Midrand is a metro station on the Gautrain rapid transit system in Midrand, Gauteng. It opened on 2 August 2011 as part of the second phase of the Gautrain project.

==Location==
Midrand station is located in the area of the same name within Region A of the City of Johannesburg. One of the city's metropolitan nodes, of secondary importance within the metropolitan area, the Midrand district is expected to become the hub of activity in far north Johannesburg, near the border with the City of Tshwane, which contains the administrative capital city of Pretoria. Near the station are the well-known Gallagher Convention Centre and Kyalami race track.
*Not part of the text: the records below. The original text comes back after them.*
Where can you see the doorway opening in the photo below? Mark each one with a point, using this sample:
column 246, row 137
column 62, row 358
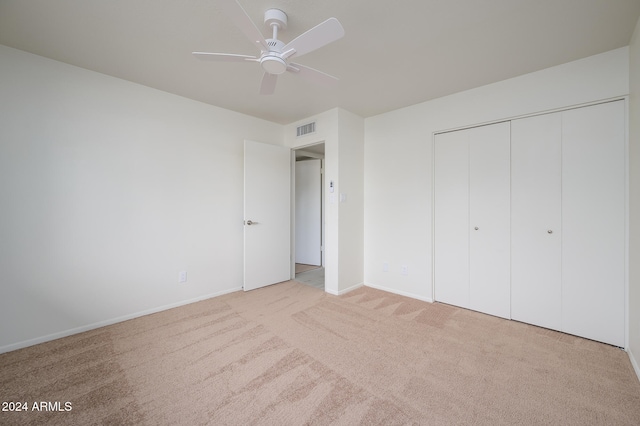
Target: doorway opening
column 309, row 215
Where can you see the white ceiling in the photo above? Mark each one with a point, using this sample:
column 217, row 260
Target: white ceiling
column 394, row 53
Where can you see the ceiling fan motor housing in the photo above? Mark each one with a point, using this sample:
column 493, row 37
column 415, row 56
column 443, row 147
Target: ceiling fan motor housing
column 272, row 61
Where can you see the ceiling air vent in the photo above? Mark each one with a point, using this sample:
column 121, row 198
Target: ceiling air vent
column 306, row 129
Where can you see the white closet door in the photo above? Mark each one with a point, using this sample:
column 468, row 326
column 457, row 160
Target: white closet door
column 536, row 200
column 452, row 218
column 593, row 182
column 489, row 218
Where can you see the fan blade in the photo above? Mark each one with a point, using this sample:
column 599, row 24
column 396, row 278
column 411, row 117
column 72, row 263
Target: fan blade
column 318, row 36
column 312, row 74
column 268, row 84
column 223, row 57
column 239, row 17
Further, the station lies adjacent to Grand Central Airport, one of Gauteng's secondary airports; the opening of Gautrain's second phase links the airport to the busier OR Tambo International Airport, albeit with a transfer at Sandton.

===Transit-oriented development===
In common with other Gautrain stations, Midrand station acts as the focal point of transit-oriented development. The most prominent of the initiatives near the station is the Zonk'izizwe development, which will be situated on the eastern side of the railway alignment and will have a town centre, commercial, and residential precincts surrounding Grand Central Airport. Further south is the Waterfall Estate development, which will encompass a far larger undeveloped site along the N1 between Allandale Road and the N3. Waterfall will include standard residential and commercial districts but will also contain a retirement centre, cemetery, Islamic centre, and industrial zones an SD the new shopping centre Mall of Africa

==Station layout==
Midrand station has two tracks with two side platforms and parking for 800 cars.

==Services==
After its opening in 2011, trains on the North-South Line of the Gautrain system serve Midrand station, running northbound to Pretoria and Hatfield and southbound to Sandton and Johannesburg Park Station. In addition, Midrand has four integrated feeder bus routes to Vorna Valley (MID1), Randjespark (MID2), Noordwyk (MID3), and Kyalami Estates (MID4).